In criticizing Pride events, Savage also pokes fun at the GLBT communities' consumerism. One example of excessive consumption that Savage wrote about is a mail order catalog that featured "the Pride Plug, a fulfilling anal plug in the classic sensual shape . . . wear your Pride Plug proudly". As Savage says: "I wrote in the book that no one ever went broke underestimating the insecurities of the gay and lesbian consumer, because so much of the stuff out there that is marketed directly to us comes with the message that ‘It's OK to be gay. Stop worrying about it.' And for those us who don't ever worry about it, to walk into one of those gay Pride merchandise stores can be like being on the moon or something, going back in a time machine to 30 years ago. I think a lot of gays do spend too much of their disposable income on tchatkes and crap but, you know, they have the right do. So if plugging your ass makes you feel better about being gay, well then, go for it."

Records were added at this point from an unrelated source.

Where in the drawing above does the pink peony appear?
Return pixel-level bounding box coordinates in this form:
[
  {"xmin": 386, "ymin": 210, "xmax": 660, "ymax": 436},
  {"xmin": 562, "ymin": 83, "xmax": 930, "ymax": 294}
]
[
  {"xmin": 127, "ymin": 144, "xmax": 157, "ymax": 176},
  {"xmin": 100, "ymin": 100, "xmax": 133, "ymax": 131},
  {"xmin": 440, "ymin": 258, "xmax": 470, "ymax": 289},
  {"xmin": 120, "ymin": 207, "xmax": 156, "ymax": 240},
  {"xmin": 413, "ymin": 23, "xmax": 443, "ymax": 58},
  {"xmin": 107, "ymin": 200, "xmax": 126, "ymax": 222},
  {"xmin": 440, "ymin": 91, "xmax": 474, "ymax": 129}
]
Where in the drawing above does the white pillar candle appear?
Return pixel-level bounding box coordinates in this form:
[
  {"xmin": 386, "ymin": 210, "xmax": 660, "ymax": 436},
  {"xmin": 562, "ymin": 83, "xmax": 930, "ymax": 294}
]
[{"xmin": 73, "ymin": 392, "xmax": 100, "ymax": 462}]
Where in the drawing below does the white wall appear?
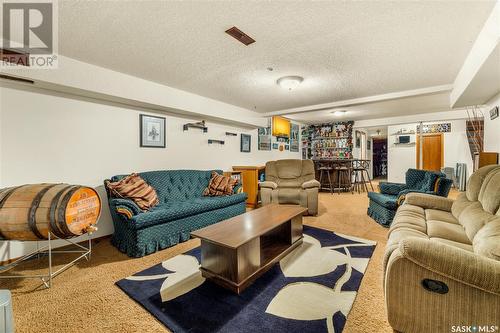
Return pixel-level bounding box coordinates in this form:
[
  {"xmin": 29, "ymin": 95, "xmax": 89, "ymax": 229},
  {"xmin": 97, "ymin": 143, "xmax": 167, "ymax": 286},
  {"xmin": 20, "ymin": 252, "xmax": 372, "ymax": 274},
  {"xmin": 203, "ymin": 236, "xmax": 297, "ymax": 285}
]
[
  {"xmin": 483, "ymin": 94, "xmax": 500, "ymax": 153},
  {"xmin": 0, "ymin": 87, "xmax": 300, "ymax": 261},
  {"xmin": 387, "ymin": 120, "xmax": 473, "ymax": 183}
]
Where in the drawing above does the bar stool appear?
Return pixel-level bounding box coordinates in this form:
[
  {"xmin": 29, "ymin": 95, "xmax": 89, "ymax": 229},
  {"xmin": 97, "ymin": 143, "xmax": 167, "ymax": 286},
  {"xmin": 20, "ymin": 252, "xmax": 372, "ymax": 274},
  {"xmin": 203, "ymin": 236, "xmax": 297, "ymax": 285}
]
[
  {"xmin": 352, "ymin": 160, "xmax": 374, "ymax": 194},
  {"xmin": 318, "ymin": 164, "xmax": 333, "ymax": 194},
  {"xmin": 333, "ymin": 162, "xmax": 354, "ymax": 195},
  {"xmin": 0, "ymin": 289, "xmax": 14, "ymax": 333}
]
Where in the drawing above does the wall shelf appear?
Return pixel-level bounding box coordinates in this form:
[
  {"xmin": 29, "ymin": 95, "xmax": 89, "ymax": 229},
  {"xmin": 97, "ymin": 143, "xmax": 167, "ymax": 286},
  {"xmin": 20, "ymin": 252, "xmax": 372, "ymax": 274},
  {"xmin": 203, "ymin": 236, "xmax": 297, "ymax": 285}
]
[
  {"xmin": 391, "ymin": 131, "xmax": 416, "ymax": 136},
  {"xmin": 394, "ymin": 142, "xmax": 417, "ymax": 147},
  {"xmin": 208, "ymin": 139, "xmax": 224, "ymax": 145},
  {"xmin": 182, "ymin": 120, "xmax": 208, "ymax": 133}
]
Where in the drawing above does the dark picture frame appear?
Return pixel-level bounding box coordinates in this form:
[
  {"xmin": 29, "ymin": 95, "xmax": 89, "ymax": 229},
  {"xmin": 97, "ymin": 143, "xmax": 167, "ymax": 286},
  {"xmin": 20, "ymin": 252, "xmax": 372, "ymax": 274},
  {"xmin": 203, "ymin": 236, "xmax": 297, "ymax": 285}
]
[
  {"xmin": 240, "ymin": 134, "xmax": 252, "ymax": 153},
  {"xmin": 139, "ymin": 114, "xmax": 167, "ymax": 148},
  {"xmin": 354, "ymin": 131, "xmax": 361, "ymax": 148}
]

Though Savage is best known for "Savage Love", as the editor of The Stranger he writes about a variety of topics, from politics to public transportation: "People who are only familiar with me because of ‘Savage Love' think I am all about sex but it's not true. I write about all sorts of other things." But Savage enjoys his sex column, and hopes to continue it indefinitely. "I don't think I'll ever get tired of the sex. Who ever gets tired of sex? What did Socrates [sic] say when he was 80?: ‘At last I am free from the cruel and irrational master.' So maybe I'll stop when I'm 80. But a successful advice column is not something you just give up. Mine will be pried from my cold, dead hands."

Savage has been on TV's Politically Incorrect and radio's This American Life. But there is no possibility of a Dan Savage radio or television talk show in the foreseeable future. "I don't like to do radio because it's so ephemeral. I like This American Life because they are essays and you can hold on to those essays and the shows are wonderful." As for television, Savage admits that TV "people talked to me about hosting a reality show. I have no interest in hosting a reality show. None. So I said no. And TV people are kind of shocked when you say no. But I have a really swell life in Seattle editing my newspaper, writing my column and hanging out with my family. I don't want to live in L.A. and do crappy television."

Savage admits he's a fan of Queer Eye for the Straight Guy, where gay experts on culture, fashion, food and wine, grooming and interior design helping clueless straight men. Savage himself has "been queer eyeing the straight guy in sex for 13 years. Straight guys write to me and ask me where the clitoris is, which is ridiculous. I think there should be a sex advice aspect to that show and I would do that. Some gay people have a problem with it - that it's a stereotype about gay men being effete or fashionable - but some men are those things. As Harvey Fierstein said about Jack in Will & Grace, some gay men are sissies and that's one of the realities of the gay experience. I think that we can scrutinize media representations of gay people less vigorously now because they are so many of them.

Savage is currently working on a fourth book, "about the house that I grew up in as a kid. I grew up in a two-flat apartment in the north side of Chicago where four generations of my family lived at once, which is rare for Americans, especially white Americans. It's different for people of color in this country but for white Americans to have a big, multi-generational household is rare." It will be different from Skipping Towards Gomorrah, just as that book was different from Savage Love or The Kid.

Speaking of The Kid, I closed my interview by asking Savage about his son D.J., the kid in The Kid. Like any parent, Savage is happy to talk about his son: "He's almost six and he's reading, which is a thrill for a writer. And he's a good kid. Like all five year olds he has his tantrums and their meltdowns. But he's a wonderful, thoughtful, boyish boy." And is D.J. aware that he has a famous Dad? "He has seen me on television. He knows he's on the cover of a book [The Kid]. And he knows that I work for a newspaper. But I don't think he understands. He knows what a book tour is and he resents them terribly, because I'll be gone for five or six weeks. But I told him the next book doesn't come out until 2005 and he can come with me. So that will be fun."